Karen Ýr Sæmundsdóttir1, , Margrét Eyþórsdóttir1, 2 and Guðrún Kristjándóttir1, 2

1 Nursing Department University of Iceland, 2 Childrens Hospital of Landspítali University Hospital.

INTRODUCTION: Chronic pain in neonates can have permanent influence on the development of their nervous system and can among other things cause changes in their reaction to pain. Careful and correct assessment of pain in the infant and hopefully better pain relief is an important part in the care of the neonate. Neonatal Pain, Agitation and Sedation Scale (N-PASS) is a pain scale that was especially designed to assess prolonged pain, agitation and sedation in neonates. This pain scale differs from other pain scales in that it assesses prolonged or chronic pain, compared to PIPP that assesses acute procedural pain and CRIES assesses pain after surgery, and further it also assesses the infant’s agitation and sedation. The N-PASS was translated to Icelandic and pilot tested. The purpose of the study was to find out whether it is valid and reliable in Icelandic and to assess the feasibility of using it in clinical settings.

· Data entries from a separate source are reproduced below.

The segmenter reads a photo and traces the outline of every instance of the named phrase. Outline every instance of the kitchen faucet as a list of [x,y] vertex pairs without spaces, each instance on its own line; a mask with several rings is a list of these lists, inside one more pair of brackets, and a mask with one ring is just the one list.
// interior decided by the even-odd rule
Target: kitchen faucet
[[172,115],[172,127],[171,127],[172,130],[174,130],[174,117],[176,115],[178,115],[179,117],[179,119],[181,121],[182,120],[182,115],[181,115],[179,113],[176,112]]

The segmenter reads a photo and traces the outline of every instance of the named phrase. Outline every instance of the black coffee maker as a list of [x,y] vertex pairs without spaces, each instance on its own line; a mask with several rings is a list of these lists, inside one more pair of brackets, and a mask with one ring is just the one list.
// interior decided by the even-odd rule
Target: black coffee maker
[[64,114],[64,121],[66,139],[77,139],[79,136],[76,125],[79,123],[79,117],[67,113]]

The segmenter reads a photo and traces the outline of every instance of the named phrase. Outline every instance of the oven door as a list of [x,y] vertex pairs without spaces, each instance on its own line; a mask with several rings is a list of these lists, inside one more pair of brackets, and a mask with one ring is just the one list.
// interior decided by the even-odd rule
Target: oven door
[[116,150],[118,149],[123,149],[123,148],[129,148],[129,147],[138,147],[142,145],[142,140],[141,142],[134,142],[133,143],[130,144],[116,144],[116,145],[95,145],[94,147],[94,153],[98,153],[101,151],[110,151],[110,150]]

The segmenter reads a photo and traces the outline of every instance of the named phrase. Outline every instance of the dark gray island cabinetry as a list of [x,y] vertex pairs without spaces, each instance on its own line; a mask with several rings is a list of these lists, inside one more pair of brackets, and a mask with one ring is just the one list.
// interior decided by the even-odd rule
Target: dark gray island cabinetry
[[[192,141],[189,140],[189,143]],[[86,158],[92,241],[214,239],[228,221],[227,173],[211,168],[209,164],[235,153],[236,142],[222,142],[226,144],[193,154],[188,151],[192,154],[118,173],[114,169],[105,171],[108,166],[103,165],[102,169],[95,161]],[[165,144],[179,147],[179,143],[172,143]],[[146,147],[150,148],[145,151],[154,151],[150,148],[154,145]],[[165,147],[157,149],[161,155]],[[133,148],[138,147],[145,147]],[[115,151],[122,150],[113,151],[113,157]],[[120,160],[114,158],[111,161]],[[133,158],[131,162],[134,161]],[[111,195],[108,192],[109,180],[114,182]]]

MATERIAL AND METHODS: N-PASS is a multidimensional instrument that uses five behavioral and physiological components that research has shown to indicate pain. There are four behavioral components, crying or irritation, facial expression, behavior and tonus of extremities, and the fifth component is changes in any of these vital signs, heart rate, respiration rate, blood pressure or oxygen saturation. These components are rated on a five -point scale (-2, -1, 0, 1, 2 and +1 added if the gestation age is 30 weeks or lower at the time of assessment) according to the infants’ behavior. The negative numbers are the sedation part of the scale and the positive numbers are the pain/irritation part of the scale. A total score of three and over is considered to be indication of pain and to call for intervention. The research design was descriptive quantitative and the sample was a convenience sample. The sample consisted of 22 neonates that had been admitted to the NICU of the Children’s Hospital of Iceland University Hospital in Reykjavik, Iceland, nine premature infants and thirteen mature infants, in total fourteen boys and eight girls. The final sample consisted of 16 infants, 7 premature and 9 mature infants, as all measurements could not be completed in six of the infants. The criterion for participation was that the infant was to undergo a painful intervention solely for medical reasons. Also the infant had to be connected to a monitor showing heart rate and oxygen saturation. Each infant was assessed in three different situations, neutral (infant sleeping or quiet awake), situation seen as being disturbing but not painful (change of diaper or measuring temperature or other similar situations) and a painful situation (heel prick, insertion of I.V. needle and other painful situations). Paired T- test was used to compare situations and measure whether there was a significant difference between those three situations, as well as whether there was any difference between the premature and mature infants. Each assessment was made by the researcher, and on five occasions the infants also were assessed by a nurse on the unit and their results were also compared to the researchers.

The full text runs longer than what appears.